Now that modern connected consumers are within arm’s reach of virtually any information they desire, companies have started the process of digital transformation.

They are making digital central to their business, not only to simplify and reduce the cost of fulfilling basic customer needs but also to deliver new digital services that provide the convenience, choice and control consumers increasingly expect.

While each company is transitioning at its own pace and in the most relevant way for their business and industry sector, they all agree that it’s complicated, particularly for older, more traditional companies.

On the one hand, companies recognise the importance of digital transformation. More than 90 percent of business execs believe that digital technology will seriously disrupt their business over the coming year, and nearly three-quarters are taking action with a digital strategy, according to a new Forrester study.

On the other hand, companies don’t feel equipped to deal with it. Only a third of execs believe that their approach to digital is correct, and just 16 percent feel they have the skills and capabilities to execute it.

So how can companies close this glaring gap between digital as a new imperative and their readiness?

According to Forrester, digital can’t be just a mobile app or a bolt-on to legacy models like teens painting go-fast stripes onto their cars. It must be embedded across every aspect of your business to both satisfy customers and drive the agility and operational efficiency you need to stay competitive.

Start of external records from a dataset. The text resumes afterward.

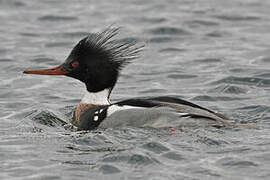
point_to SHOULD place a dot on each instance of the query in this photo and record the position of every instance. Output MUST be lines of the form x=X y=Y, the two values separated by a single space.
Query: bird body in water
x=97 y=61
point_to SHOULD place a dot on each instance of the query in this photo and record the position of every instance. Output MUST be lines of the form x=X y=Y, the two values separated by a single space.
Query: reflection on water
x=211 y=52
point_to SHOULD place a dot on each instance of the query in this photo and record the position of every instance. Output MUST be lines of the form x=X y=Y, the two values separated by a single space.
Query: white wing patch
x=113 y=108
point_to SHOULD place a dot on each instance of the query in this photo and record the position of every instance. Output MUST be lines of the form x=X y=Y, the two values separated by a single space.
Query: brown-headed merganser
x=96 y=61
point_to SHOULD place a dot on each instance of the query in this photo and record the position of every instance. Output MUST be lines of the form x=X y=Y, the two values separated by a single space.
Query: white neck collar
x=98 y=98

You need to think of your company as part of a dynamic ecosystem of value that connects digital resources inside and outside the company to create value for customers.

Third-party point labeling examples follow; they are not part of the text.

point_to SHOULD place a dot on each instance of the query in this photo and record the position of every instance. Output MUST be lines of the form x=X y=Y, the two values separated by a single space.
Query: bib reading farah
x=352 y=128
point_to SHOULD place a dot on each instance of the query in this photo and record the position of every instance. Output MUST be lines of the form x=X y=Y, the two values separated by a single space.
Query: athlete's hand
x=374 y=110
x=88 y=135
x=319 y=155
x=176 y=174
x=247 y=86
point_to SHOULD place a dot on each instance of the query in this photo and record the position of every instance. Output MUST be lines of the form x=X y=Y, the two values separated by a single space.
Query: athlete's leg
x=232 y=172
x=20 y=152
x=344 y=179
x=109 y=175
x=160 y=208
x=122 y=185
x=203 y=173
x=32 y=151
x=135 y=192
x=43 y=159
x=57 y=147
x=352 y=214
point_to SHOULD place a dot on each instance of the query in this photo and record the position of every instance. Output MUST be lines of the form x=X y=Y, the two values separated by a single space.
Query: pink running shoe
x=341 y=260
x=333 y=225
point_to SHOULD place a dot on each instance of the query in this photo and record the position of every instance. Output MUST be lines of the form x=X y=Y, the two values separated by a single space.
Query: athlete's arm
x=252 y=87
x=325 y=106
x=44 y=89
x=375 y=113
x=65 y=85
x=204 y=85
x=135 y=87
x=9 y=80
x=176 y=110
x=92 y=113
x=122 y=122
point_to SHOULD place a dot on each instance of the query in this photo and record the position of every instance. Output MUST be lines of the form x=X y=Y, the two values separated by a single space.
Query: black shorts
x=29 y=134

So what exactly is a digital business? Gartner describes it as the creation of new business designs by blurring the boundaries between the physical and digital worlds.

It’s important because it changes the rules for how you design a business. With the growth of the internet of everything, we now have things connecting with people and businesses through the internet, as well as directly with each other.

With at least 36 billion devices communicating and transacting by 2020, the rules for competing and building business will change, creating new revenue opportunities and new challenges for CIOs and senior management.

It’s going to change the way you operate and change the value you deliver to your customers. You are going to have access to information and capabilities that will allow you to serve them in new ways and in ways they didn’t even expect.

A business that does not consider how to pull all of this together is putting itself at risk.

Our clients are mapping out their transformation plans based on the availability of new technologies, customer changes and market conditions. They’re adopting new technologies like cloud, mobile, social and data to significantly shift their business models and processes.

By deploying new technologies that deliver quick-win, high-impact digital capabilities you can find new ways of doing things and boost your business success.

That way you can speed up the execution of your digital strategy and rapidly close the gap.

By Ben Pennell, Propositions Manager, Mobile, Gen-i.